Unlike most other supplements, fish oil has been rigorously studied, said Dr. JoAnn Manson, a professor of medicine at Harvard Medical School. But the results of these studies have been mixed, leaving researchers and doctors still debating whether fish oil is beneficial for heart health. They also found that taking fish oil was associated with a slightly higher risk of developing atrial fibrillation, a type of irregular heartbeat.
Here’s where the evidence for the benefits and risks of fish oil stands today.

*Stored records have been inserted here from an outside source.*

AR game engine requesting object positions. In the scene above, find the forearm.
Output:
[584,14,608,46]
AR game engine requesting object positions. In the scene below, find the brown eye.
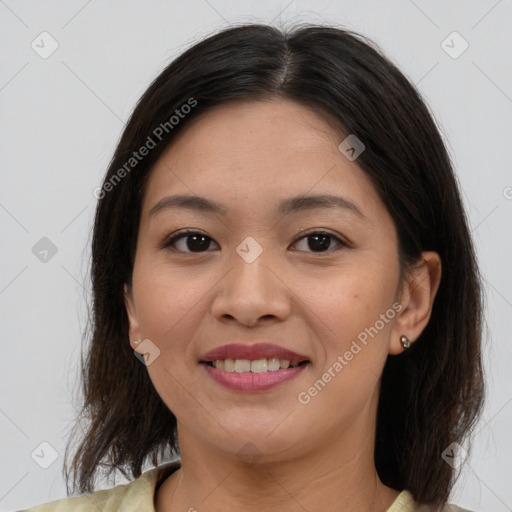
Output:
[295,230,347,253]
[164,231,219,253]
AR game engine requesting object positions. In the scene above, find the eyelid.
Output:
[294,228,352,247]
[161,228,352,256]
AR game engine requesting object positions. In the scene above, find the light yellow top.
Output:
[19,461,470,512]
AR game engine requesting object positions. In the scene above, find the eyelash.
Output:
[162,228,350,256]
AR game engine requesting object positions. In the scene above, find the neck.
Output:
[155,422,399,512]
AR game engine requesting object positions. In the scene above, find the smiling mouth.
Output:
[201,357,310,373]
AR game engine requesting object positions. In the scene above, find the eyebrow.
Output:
[149,194,365,218]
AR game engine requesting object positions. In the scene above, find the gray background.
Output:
[0,0,512,512]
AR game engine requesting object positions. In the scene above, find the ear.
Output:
[124,284,141,350]
[389,251,441,355]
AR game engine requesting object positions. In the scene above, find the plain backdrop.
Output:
[0,0,512,512]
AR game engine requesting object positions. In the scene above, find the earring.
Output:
[400,334,411,348]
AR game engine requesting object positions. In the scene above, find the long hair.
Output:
[65,24,484,507]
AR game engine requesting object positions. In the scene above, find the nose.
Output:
[212,251,291,327]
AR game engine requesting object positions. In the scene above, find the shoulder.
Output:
[386,491,472,512]
[19,461,180,512]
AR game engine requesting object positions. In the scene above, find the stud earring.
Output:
[400,334,411,348]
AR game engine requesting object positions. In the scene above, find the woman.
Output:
[20,24,484,512]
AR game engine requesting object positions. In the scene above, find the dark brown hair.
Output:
[65,24,484,507]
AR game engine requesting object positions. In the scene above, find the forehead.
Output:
[143,100,383,221]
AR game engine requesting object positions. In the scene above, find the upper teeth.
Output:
[212,357,299,373]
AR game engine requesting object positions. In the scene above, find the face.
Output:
[126,100,408,460]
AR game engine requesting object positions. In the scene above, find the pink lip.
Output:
[201,364,309,392]
[199,343,308,362]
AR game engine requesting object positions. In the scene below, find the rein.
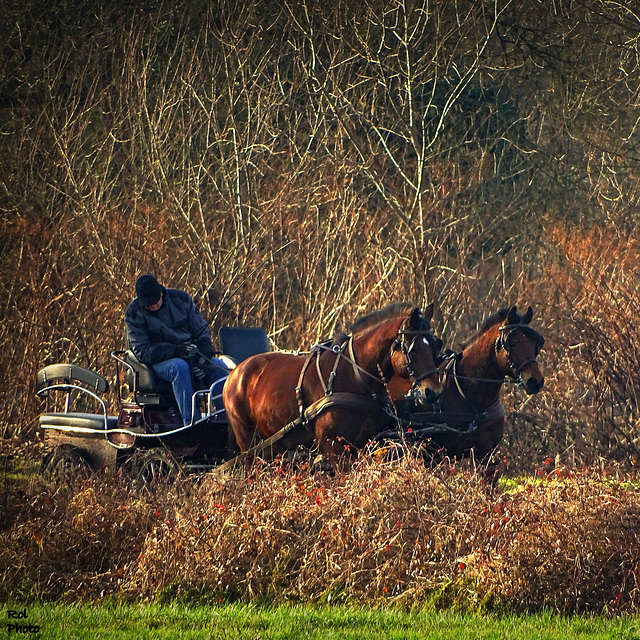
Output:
[295,329,438,425]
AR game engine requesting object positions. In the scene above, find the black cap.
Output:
[136,275,162,307]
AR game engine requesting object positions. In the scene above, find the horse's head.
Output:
[391,303,442,403]
[496,307,544,394]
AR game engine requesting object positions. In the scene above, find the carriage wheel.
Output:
[136,449,180,487]
[41,444,93,482]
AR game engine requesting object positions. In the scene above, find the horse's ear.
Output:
[409,307,429,330]
[424,302,433,324]
[504,307,518,325]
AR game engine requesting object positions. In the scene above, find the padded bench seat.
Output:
[40,413,118,431]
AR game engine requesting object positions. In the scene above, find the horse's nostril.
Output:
[526,378,544,394]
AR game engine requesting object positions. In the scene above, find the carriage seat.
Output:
[218,327,270,364]
[122,349,175,406]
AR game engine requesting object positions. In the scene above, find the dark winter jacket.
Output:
[125,287,214,364]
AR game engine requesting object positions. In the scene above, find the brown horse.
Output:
[223,303,442,469]
[389,307,544,460]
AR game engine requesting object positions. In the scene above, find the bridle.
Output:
[391,328,442,398]
[495,322,544,384]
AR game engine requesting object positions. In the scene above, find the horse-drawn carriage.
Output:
[37,327,269,483]
[38,304,544,482]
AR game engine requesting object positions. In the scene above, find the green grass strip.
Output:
[0,604,640,640]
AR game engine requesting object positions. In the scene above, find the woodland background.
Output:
[0,0,640,466]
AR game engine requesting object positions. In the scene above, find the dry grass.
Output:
[0,444,640,613]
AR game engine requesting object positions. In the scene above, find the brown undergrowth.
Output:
[0,455,640,613]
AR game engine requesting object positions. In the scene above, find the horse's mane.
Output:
[333,302,418,345]
[460,307,522,349]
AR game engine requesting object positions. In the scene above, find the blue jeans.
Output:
[151,358,193,425]
[151,358,226,426]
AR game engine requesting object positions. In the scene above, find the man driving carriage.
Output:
[125,274,227,425]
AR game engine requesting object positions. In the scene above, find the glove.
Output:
[177,342,198,358]
[192,366,204,382]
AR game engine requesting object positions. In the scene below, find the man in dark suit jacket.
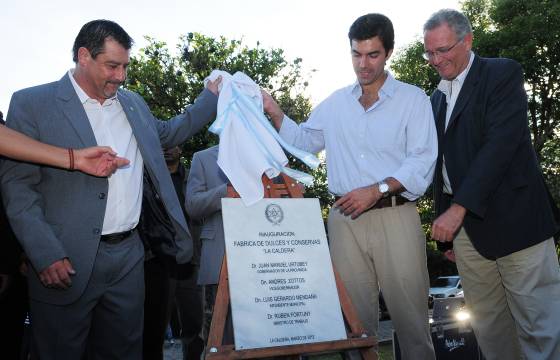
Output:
[2,20,219,359]
[185,145,233,342]
[424,10,560,360]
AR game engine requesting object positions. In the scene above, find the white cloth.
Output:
[280,74,437,200]
[68,70,144,234]
[205,70,319,205]
[438,51,474,195]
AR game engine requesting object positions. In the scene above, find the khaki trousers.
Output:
[328,203,435,360]
[453,229,560,360]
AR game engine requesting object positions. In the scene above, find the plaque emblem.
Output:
[264,204,284,225]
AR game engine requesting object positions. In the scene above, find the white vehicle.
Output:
[430,276,463,299]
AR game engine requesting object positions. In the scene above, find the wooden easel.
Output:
[205,174,377,360]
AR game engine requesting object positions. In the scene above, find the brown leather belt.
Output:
[99,229,134,245]
[334,195,410,210]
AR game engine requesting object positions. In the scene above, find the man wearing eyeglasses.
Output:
[424,10,560,360]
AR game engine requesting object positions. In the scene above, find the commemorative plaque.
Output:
[222,198,346,350]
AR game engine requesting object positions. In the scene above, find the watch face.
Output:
[379,183,389,194]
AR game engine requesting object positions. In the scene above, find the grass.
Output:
[309,342,393,360]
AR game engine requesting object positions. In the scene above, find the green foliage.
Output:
[391,40,439,94]
[391,0,560,275]
[125,33,332,206]
[125,33,311,162]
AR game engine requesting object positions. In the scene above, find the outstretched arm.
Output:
[0,125,128,176]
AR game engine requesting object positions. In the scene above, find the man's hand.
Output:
[39,258,76,289]
[333,185,382,220]
[432,204,467,242]
[74,146,129,176]
[261,90,284,130]
[206,76,222,96]
[443,250,455,262]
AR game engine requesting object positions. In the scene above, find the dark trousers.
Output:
[0,274,29,359]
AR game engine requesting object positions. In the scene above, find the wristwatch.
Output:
[377,181,389,198]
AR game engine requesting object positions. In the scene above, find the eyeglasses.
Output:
[422,39,463,60]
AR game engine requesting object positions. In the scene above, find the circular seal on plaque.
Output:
[264,204,284,225]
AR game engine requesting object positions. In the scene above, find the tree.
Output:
[391,0,560,262]
[125,33,331,206]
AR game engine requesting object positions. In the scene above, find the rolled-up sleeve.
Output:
[392,94,437,200]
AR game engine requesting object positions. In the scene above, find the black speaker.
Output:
[393,298,484,360]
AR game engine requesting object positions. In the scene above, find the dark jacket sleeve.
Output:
[454,61,527,218]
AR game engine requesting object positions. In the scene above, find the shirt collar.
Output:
[350,71,397,99]
[68,69,118,105]
[438,51,474,97]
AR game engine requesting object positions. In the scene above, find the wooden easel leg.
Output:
[206,256,229,353]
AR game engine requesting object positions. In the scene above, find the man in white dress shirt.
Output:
[263,14,437,359]
[2,20,219,360]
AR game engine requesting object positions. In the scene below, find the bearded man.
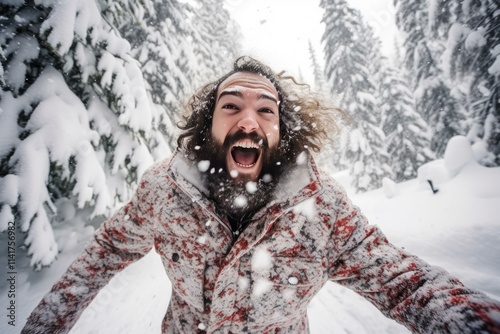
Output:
[23,57,500,333]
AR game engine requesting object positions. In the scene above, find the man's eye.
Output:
[222,104,238,109]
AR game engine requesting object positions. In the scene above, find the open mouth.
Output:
[231,140,261,168]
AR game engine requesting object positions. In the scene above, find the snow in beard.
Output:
[198,160,276,220]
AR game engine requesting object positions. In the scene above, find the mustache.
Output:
[223,130,269,149]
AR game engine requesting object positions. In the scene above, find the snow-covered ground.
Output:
[0,138,500,334]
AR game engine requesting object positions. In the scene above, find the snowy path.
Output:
[0,160,500,334]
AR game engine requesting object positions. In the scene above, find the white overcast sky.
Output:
[226,0,396,84]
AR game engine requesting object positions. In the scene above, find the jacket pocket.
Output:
[157,237,205,312]
[249,257,323,329]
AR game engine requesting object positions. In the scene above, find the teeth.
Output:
[236,162,255,168]
[234,141,259,149]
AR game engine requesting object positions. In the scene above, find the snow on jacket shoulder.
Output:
[23,153,500,334]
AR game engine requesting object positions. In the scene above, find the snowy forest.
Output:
[0,0,500,280]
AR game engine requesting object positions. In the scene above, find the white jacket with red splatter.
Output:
[23,154,500,334]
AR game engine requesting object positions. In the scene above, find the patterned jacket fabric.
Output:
[22,153,500,334]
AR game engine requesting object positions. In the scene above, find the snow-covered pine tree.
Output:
[0,0,167,269]
[99,0,198,150]
[442,0,500,166]
[379,58,435,182]
[100,0,240,149]
[394,0,465,156]
[190,0,242,83]
[320,0,392,191]
[309,41,329,93]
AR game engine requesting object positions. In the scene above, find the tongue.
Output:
[232,147,258,166]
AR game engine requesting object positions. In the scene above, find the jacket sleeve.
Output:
[329,187,500,333]
[21,172,158,334]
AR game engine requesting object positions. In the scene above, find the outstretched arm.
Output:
[329,188,500,333]
[22,176,154,334]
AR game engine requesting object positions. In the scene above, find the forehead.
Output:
[217,72,279,100]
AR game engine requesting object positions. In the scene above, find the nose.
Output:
[238,110,259,133]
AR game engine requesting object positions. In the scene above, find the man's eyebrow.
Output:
[217,90,278,103]
[217,90,243,101]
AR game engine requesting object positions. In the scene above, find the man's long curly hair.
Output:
[177,56,349,162]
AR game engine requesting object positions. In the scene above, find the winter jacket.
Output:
[23,153,500,334]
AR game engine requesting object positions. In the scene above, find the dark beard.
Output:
[198,131,287,221]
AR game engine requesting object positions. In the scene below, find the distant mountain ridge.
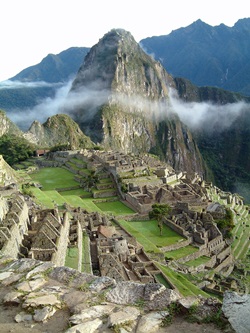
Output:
[0,47,89,112]
[67,29,203,173]
[140,18,250,96]
[10,47,89,83]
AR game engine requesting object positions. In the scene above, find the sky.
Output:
[0,0,250,81]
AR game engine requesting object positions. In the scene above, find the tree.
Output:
[148,204,171,236]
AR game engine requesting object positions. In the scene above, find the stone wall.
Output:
[176,249,209,264]
[214,254,234,272]
[163,218,189,238]
[0,196,29,258]
[77,221,82,272]
[51,212,69,266]
[0,195,9,225]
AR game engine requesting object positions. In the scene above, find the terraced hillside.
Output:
[14,150,250,295]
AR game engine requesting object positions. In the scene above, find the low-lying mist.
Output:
[4,80,250,132]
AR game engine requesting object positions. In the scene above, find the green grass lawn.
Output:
[59,188,92,198]
[64,247,78,269]
[122,220,184,247]
[95,201,135,215]
[43,190,65,206]
[119,220,161,253]
[64,195,102,213]
[156,263,209,298]
[82,232,92,273]
[185,256,211,267]
[30,187,54,208]
[30,168,79,191]
[165,245,198,260]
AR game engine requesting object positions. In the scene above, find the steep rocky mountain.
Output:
[67,29,203,173]
[175,78,250,202]
[0,110,22,137]
[0,47,89,112]
[140,18,250,96]
[24,114,94,149]
[10,47,89,83]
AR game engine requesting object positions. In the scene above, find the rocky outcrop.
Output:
[66,29,203,174]
[0,155,17,185]
[24,114,93,149]
[0,110,22,137]
[222,291,250,333]
[0,257,235,333]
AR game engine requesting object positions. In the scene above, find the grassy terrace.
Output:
[64,247,78,269]
[119,220,161,253]
[185,256,211,267]
[82,232,91,273]
[30,168,79,191]
[30,187,54,208]
[165,245,198,260]
[156,263,210,298]
[95,200,135,215]
[58,188,92,198]
[122,220,184,247]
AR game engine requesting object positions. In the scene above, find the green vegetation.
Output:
[82,232,92,274]
[30,168,79,191]
[215,208,234,238]
[119,220,161,253]
[65,246,78,269]
[119,220,183,253]
[185,256,211,267]
[58,188,91,198]
[148,204,170,236]
[156,263,209,298]
[30,187,54,208]
[0,134,35,166]
[165,245,199,260]
[95,201,135,215]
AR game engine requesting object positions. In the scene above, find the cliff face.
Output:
[68,30,203,173]
[24,114,93,149]
[0,110,22,137]
[0,155,17,185]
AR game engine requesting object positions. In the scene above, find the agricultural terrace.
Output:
[30,168,135,215]
[30,168,79,191]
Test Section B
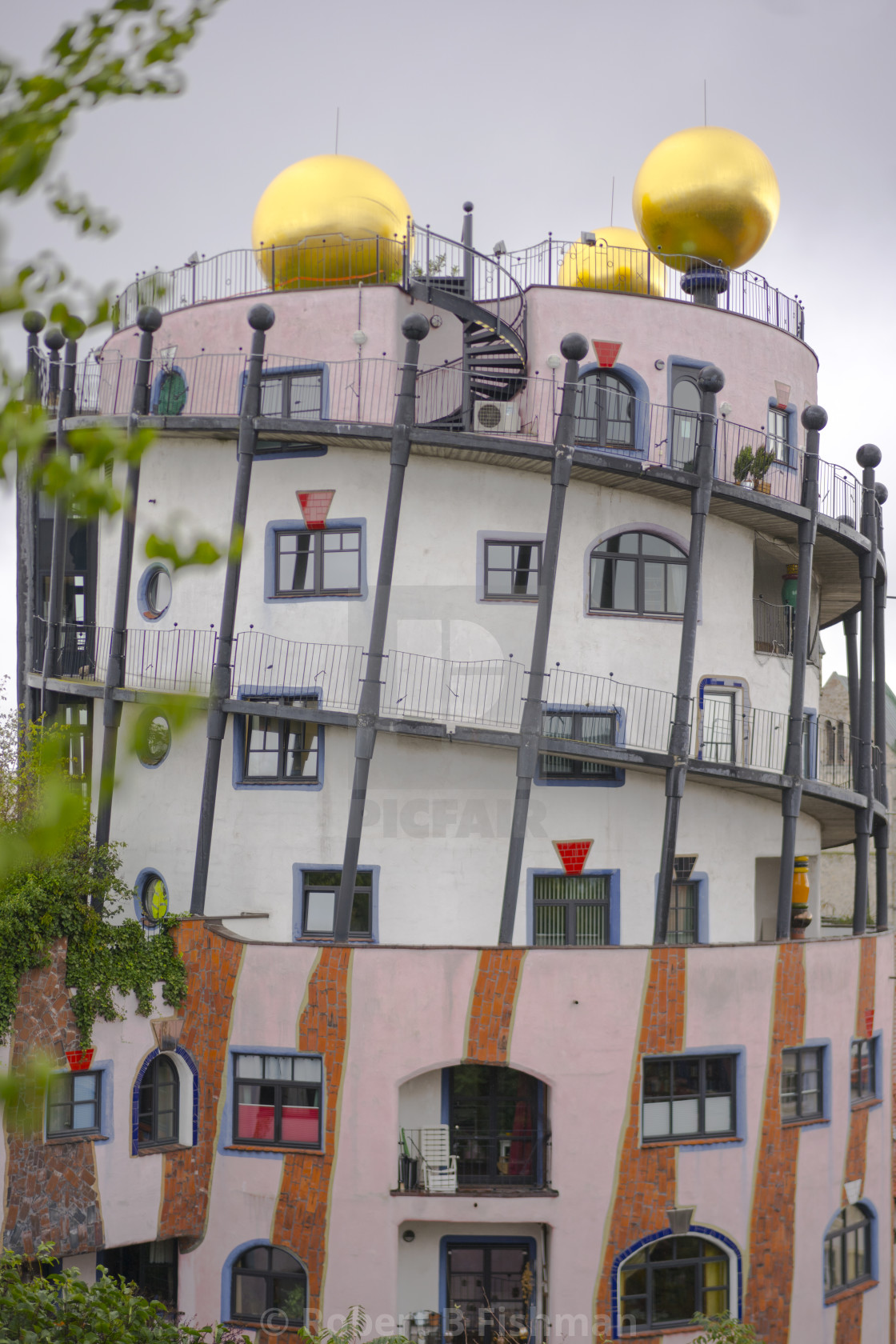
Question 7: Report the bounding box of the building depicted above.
[4,128,894,1344]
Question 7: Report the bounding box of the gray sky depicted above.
[0,0,896,710]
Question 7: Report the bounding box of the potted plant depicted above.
[732,443,754,485]
[751,447,778,494]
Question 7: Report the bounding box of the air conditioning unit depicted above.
[473,402,520,434]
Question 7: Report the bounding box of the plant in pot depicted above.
[751,447,778,494]
[732,443,754,485]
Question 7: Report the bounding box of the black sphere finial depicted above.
[799,406,827,429]
[856,443,882,466]
[402,313,430,340]
[137,304,161,332]
[697,364,726,397]
[249,304,277,332]
[560,332,588,359]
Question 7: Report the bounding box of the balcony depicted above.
[398,1125,550,1195]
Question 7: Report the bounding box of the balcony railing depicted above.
[113,227,806,340]
[398,1129,550,1190]
[32,617,882,798]
[39,354,861,528]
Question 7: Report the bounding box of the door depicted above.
[445,1242,534,1344]
[669,367,700,470]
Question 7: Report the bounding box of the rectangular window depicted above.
[234,1055,324,1148]
[766,406,790,464]
[849,1040,877,1101]
[641,1055,735,1138]
[261,368,324,419]
[47,1073,102,1136]
[538,710,618,779]
[781,1047,822,1119]
[302,868,374,938]
[243,695,320,783]
[274,527,362,597]
[485,542,542,602]
[534,872,610,947]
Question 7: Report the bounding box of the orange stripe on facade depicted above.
[158,919,245,1250]
[271,947,352,1312]
[597,947,688,1342]
[463,947,526,1065]
[834,938,877,1344]
[744,942,806,1344]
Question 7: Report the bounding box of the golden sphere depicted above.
[631,126,781,270]
[253,154,411,289]
[558,225,666,297]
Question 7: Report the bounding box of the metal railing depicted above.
[506,234,806,340]
[113,226,806,340]
[398,1128,550,1190]
[752,597,794,656]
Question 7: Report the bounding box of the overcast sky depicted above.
[0,0,896,710]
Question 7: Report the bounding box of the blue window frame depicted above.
[265,518,366,602]
[526,868,619,947]
[534,704,626,789]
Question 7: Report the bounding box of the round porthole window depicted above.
[134,868,168,925]
[137,710,170,770]
[137,565,170,621]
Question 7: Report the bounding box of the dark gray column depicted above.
[333,313,430,942]
[190,304,274,915]
[40,317,85,714]
[97,306,161,846]
[874,484,890,929]
[498,332,588,946]
[853,443,880,934]
[777,406,827,939]
[653,364,726,943]
[16,309,47,730]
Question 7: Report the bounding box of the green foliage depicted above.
[0,693,186,1046]
[690,1312,762,1344]
[0,1243,249,1344]
[751,445,778,481]
[295,1306,407,1344]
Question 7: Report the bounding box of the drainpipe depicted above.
[853,443,880,934]
[16,309,47,731]
[190,304,274,915]
[653,364,726,943]
[874,482,890,930]
[333,313,430,942]
[40,317,85,715]
[97,306,161,865]
[498,332,588,946]
[775,406,827,939]
[461,200,475,433]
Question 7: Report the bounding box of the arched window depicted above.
[588,532,688,615]
[619,1237,730,1334]
[231,1246,308,1326]
[575,368,635,449]
[825,1204,874,1294]
[137,1055,180,1146]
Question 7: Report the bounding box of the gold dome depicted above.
[558,225,666,297]
[253,154,411,289]
[631,126,781,270]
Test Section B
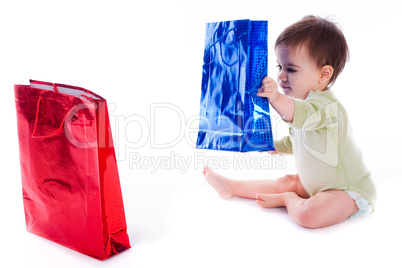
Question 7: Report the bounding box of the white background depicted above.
[0,0,402,267]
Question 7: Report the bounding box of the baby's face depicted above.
[275,46,326,100]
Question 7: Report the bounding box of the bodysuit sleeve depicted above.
[274,136,293,154]
[290,93,338,131]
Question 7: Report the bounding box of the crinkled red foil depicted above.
[14,81,130,260]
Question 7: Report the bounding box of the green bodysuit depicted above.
[275,90,376,207]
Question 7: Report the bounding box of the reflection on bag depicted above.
[14,80,130,260]
[197,20,275,152]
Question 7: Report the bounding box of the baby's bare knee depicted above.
[275,175,300,193]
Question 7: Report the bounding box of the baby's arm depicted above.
[257,76,295,122]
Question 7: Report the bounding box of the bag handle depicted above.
[31,97,75,139]
[31,83,94,139]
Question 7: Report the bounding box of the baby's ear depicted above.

A boatload of studies but unclear benefits
After reading the submissions from Greenland, researchers began looking at people elsewhere in the world and found, in study after study, that those who ate fish at least once a week were less likely to die of coronary heart disease than those who rarely ate it. fish. In animal experiments, they found that fish oil helped the electrical signals in heart cells work properly, said Dr. Dariush Mozaffarian, a cardiologist and director of the Food is Medicine Institute at Tufts University.
“There was a lot of excitement” about those findings, Dr. Christine Albert, chair of the cardiology department at Cedars-Sinai Medical Center in Los Angeles. And it was natural to hope that people might be able to reap the same benefits from taking fish oil in supplement form, she added.
But most clinical trials of fish oil capsules have not reported reductions in deaths from heart disease or in total cardiovascular events such as heart attack and stroke. That was the finding of a 2018 meta-analysis that combined the results of 10 omega-3 trials involving nearly 78,000 people. Similarly, researchers reported no overall heart health benefits from omega-3 in a 2018 trial of more than 15,000 adults with type 2 diabetes followed for an average of seven years; in a 2019 trial of more than 25,000 adults 50 and older followed for an average of five years; and in a 2020 trial of a high-dose omega-3 tested in more than 13,000 people at risk of cardiovascular disease.
“One after another of these studies showed absolutely no benefit,” said Dr. Steven Nissen, a cardiologist at the Cleveland Clinic, who led the 2020 trial. (One trial, published in 2018, showed a striking benefit of a high dose of omega-3 EPA. But it has been widely criticized for using the oil mineral, which can increase the risk of heart disease, as placebo, Dr. Nissen said.)